Over the past year and a half, Trump has campaigned on an inflammatory platform of racism, sexism, prejudice, and white supremacist values. This rhetoric has incited violence at his rallies and created a culture of fear among those who feel that the establishment and the elite have left them behind. These people came out to vote on Tuesday night in unanticipated numbers in rural and urban environments alike, while apathetic Independents and over-confident Democrats stayed home. Many of those who couldn’t believe a man accused of multiple counts of sexual assault, among other accusations, could ever become president awoke to the unbelievable reality of a new national order. Students took to Facebook and other social media platforms to express their disappointment and disbelief at a scenario that feels concerningly dystopian and nightmarish.
America’s disenchanted voting population spoke for our nation on Tuesday night. In doing so, they have called for a reversal of all the accomplishments of the Obama administration, including a repeal of Obamacare. They voted for the potential for three new conservative judges on the Supreme Court, which forebodes the possible overturning of the current Supreme Court’s decision to legalize gay marriage nationwide. They voted for a multibillion-dollar wall to be erected on the U.S./Mexico border. They voted to defund Planned Parenthood and the essential services it provides for women nationwide. In the early hours of Wednesday morning, America sent a message to the rest of the world that we are okay with a man who demonizes Muslims as terrorists and plans to aggravate tenuous relations in the Middle East by initiating all out bombings on the Islamic State. We excused months of erratic and senseless tweets, insults directed at veterans and military families, hateful comments toward Latinos and the black community, and ignorant remarks about women and the female body. We forgot that our diversity makes us great and instead supported a belief system of exclusivity and discrimination – the belief system that will govern us for the next for years if we admit defeat and allow it to.
As Obama’s presidency comes to a close, Trump’s looming inauguration is a sobering reminder of the privileges we have enjoyed under an inclusive and respectful administration. Let us not forget the progress we have seen in our lifetimes or the dreams for progressive change that inspired us to rally around Bernie Sanders and then nominate Hillary Clinton as the first female presidential candidate in the hopes of shattering the glass ceiling.

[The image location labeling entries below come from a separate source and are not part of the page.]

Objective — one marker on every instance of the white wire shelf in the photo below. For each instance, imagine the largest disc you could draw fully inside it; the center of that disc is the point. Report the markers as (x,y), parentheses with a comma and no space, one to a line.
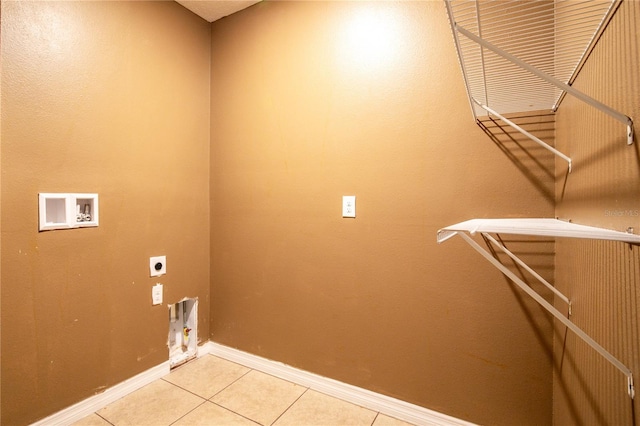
(545,228)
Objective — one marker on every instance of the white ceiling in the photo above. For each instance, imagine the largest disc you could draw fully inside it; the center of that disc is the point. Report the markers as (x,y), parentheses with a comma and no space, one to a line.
(212,10)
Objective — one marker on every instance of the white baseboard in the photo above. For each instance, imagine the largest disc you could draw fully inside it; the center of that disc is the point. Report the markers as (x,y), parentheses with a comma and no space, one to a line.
(92,404)
(374,401)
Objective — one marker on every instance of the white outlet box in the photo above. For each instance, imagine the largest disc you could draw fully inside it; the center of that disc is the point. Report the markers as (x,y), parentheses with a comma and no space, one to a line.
(348,206)
(157,266)
(156,294)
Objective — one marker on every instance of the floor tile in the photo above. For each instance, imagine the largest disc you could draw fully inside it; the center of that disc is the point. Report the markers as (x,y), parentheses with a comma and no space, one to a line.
(158,403)
(383,420)
(206,376)
(211,414)
(315,408)
(92,420)
(259,397)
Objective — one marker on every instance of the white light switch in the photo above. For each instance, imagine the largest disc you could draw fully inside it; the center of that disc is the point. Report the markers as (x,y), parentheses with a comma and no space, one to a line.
(156,294)
(157,266)
(348,206)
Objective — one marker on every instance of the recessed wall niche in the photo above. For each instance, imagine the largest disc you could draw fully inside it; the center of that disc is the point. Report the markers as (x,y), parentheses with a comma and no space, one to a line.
(67,211)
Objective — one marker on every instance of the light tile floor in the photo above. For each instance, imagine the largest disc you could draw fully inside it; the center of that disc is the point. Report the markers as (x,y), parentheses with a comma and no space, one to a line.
(214,391)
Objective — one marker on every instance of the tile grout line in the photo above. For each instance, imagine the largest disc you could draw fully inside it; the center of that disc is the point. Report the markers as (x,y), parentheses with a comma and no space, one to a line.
(290,405)
(187,413)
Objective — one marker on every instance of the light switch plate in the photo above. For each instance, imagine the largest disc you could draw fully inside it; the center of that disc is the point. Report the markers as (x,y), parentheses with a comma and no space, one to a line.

It is our hope that this unprecedented outcome serves to inspire and unite future leaders, policymakers, and activists within our university and throughout the country. It is up to us, the up-and-coming changemakers and public servants, to bridge the gaps between parties, generations, socioeconomic classes, and those who feel neglected by the nation they call home.

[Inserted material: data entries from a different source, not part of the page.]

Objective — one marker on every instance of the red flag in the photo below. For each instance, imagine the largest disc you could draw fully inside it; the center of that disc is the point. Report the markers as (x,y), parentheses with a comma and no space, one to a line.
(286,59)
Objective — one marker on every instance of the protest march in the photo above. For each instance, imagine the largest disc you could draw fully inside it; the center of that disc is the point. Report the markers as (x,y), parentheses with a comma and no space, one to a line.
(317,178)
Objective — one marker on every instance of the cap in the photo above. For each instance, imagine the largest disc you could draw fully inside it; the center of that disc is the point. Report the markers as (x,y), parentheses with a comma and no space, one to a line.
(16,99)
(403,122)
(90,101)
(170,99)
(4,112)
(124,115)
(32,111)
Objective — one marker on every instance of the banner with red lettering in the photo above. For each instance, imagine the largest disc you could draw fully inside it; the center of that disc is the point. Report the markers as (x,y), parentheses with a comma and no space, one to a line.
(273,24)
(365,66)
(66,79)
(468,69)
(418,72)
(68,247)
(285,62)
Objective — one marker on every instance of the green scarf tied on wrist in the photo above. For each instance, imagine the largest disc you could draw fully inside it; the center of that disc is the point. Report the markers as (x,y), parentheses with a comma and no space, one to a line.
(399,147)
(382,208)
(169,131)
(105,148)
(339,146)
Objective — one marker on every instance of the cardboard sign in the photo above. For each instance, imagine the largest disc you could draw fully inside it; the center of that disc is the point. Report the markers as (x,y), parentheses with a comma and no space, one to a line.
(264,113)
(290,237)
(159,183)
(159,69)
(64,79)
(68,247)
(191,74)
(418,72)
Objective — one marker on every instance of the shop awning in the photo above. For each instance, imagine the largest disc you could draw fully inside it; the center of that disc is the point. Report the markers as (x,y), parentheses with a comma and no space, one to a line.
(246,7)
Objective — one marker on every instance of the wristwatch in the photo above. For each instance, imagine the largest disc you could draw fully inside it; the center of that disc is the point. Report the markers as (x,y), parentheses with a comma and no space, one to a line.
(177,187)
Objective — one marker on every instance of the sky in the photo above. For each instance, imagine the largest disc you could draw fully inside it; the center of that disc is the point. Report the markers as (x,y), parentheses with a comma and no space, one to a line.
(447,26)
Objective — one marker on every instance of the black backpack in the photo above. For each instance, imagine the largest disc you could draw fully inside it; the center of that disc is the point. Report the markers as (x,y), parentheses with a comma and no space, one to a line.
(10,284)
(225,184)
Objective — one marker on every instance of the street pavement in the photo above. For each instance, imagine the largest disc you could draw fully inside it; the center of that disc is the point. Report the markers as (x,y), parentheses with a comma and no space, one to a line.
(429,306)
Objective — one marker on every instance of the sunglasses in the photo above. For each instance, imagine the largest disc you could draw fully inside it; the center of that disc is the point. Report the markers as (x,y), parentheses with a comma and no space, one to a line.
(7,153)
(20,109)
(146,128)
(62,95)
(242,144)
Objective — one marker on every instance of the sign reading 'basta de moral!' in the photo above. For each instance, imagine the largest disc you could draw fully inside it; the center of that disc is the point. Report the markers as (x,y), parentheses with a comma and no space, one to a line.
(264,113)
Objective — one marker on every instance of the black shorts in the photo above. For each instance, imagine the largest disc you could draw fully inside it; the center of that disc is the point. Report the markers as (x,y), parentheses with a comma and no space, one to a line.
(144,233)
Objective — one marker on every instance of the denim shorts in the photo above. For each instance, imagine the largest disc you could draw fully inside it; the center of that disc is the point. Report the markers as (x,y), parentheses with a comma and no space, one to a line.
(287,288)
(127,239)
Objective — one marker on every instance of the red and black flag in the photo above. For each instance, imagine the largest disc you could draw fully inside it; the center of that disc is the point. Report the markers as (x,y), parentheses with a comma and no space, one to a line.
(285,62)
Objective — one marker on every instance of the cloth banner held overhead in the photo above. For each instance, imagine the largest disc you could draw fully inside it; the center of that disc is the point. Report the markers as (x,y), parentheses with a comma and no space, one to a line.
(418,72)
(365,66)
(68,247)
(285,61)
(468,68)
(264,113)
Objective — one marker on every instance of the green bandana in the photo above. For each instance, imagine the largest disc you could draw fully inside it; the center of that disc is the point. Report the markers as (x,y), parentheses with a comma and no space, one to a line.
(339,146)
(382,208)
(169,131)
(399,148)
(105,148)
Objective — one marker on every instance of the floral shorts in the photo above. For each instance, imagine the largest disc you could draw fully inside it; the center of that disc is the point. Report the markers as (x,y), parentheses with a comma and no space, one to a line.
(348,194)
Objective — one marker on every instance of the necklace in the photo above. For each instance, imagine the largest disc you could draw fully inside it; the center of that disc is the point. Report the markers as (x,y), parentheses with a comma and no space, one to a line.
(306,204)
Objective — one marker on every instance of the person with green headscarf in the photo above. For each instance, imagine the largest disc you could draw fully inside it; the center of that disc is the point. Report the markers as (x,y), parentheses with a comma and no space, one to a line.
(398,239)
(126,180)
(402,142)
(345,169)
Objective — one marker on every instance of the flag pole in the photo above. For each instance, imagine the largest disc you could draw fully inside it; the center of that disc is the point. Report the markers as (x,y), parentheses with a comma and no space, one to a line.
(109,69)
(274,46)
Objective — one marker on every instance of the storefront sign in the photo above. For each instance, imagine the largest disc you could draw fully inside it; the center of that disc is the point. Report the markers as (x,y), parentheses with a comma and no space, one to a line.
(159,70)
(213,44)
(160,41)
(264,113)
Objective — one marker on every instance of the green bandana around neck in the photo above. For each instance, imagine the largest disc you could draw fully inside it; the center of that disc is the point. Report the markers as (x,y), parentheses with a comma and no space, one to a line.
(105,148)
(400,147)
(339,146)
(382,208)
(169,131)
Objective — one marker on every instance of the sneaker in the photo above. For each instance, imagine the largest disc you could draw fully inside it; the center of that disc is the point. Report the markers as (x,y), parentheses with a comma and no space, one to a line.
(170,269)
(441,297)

The Hill News stands with those in the St. Lawrence community who feel unsafe or attacked by the president-elect. We continue, however, to offer our pages as spaces for respectful and meaningful discussion among students, faculty and staff members, and alumni of differing beliefs. In this period of darkness, we have faith that our community can remain a candle in what is perhaps the greatest wilderness we’ve ever encountered.